Executive pay is climbing again at Clark County’s four publicly traded companies.
Corporate presidents, finance chiefs and other company leaders saw their compensation climb by 4.1 percent, on average, in 2010, according to a Columbian review of U.S. Securities and Exchange Commission filings. These business leaders earned an average of $361,302 in salaries, bonuses and other compensation, including stock options and perks.
Over the same period, the average Clark County workers’ pay rose 1.5 percent, to $41,756.
Barrett Business Services Inc., Nautilus Inc., Northwest Pipe Co. and Riverview Bancorp Inc., the four Clark County businesses that must file executive compensation reports with the SEC, all pay far less than the nation’s largest companies. According to an Associated Press review of executive salaries, CEOs at the nation’s largest public companies saw pay climb 24 percent in 2010, to a median of $9 million.
Nationally, high executive pay has drawn criticism from corporate watchdogs, who worry that escalating salaries are often a sign of weak board oversight rather than a reward for strong performance. According to a recent report by the Motley Fool investing website, for example, Morgan Stanley CEO James Corman received $14 million in 2010, including close to $2 million in performance awards, despite falling share values at the company he helms. Recent financial reforms aim to give shareholders more say over salaries, but it’s too early to say how successful they’ll be.

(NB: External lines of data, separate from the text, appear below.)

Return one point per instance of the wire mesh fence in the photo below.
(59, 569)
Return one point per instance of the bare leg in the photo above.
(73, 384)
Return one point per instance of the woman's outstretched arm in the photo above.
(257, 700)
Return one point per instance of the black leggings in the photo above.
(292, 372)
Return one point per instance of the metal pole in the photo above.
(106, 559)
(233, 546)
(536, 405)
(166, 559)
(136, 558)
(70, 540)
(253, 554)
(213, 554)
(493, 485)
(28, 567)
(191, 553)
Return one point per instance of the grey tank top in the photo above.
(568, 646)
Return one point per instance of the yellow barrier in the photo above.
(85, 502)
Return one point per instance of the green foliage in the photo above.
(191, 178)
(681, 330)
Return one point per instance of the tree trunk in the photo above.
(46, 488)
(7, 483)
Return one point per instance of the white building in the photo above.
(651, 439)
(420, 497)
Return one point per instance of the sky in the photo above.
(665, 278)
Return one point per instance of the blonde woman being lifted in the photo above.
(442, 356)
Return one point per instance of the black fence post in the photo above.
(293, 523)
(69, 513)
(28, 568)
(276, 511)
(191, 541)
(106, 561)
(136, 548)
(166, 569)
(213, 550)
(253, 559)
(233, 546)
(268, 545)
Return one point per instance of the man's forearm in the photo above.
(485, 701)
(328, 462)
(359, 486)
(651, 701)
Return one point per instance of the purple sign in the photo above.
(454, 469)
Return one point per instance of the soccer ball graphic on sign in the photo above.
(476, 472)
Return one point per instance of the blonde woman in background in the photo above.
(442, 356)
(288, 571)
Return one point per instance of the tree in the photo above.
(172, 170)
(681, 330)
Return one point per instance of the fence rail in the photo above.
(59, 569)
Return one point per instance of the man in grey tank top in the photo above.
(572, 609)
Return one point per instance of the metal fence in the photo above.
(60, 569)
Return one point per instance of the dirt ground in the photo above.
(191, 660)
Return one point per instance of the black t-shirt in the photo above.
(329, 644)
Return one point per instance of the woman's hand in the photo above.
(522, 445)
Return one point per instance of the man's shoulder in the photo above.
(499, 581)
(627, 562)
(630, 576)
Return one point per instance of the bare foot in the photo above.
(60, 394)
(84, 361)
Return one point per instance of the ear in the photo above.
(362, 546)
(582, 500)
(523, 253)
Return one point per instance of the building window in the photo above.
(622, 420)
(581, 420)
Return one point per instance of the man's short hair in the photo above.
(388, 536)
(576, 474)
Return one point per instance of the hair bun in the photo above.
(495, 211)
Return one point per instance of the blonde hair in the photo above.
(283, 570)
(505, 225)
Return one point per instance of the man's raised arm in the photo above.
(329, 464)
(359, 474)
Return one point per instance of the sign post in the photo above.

Though Clark County’s execs out-earn the average worker, leaders here generally see their salaries rise and fall with corporate performance, and their compensation is relatively modest by national standards.
The highest paid Clark County executive in 2010, Northwest Pipe CEO Richard A. Roman, received compensation of $888,960. Roman took the job in March 2010, and earned about 22 percent more than his predecessor, Brian Dunham, took home in 2009. Dunham’s pay peaked at $2.1 million in 2008, but fell as the company experienced financial challenges and fell out of compliance with Nasdaq rules.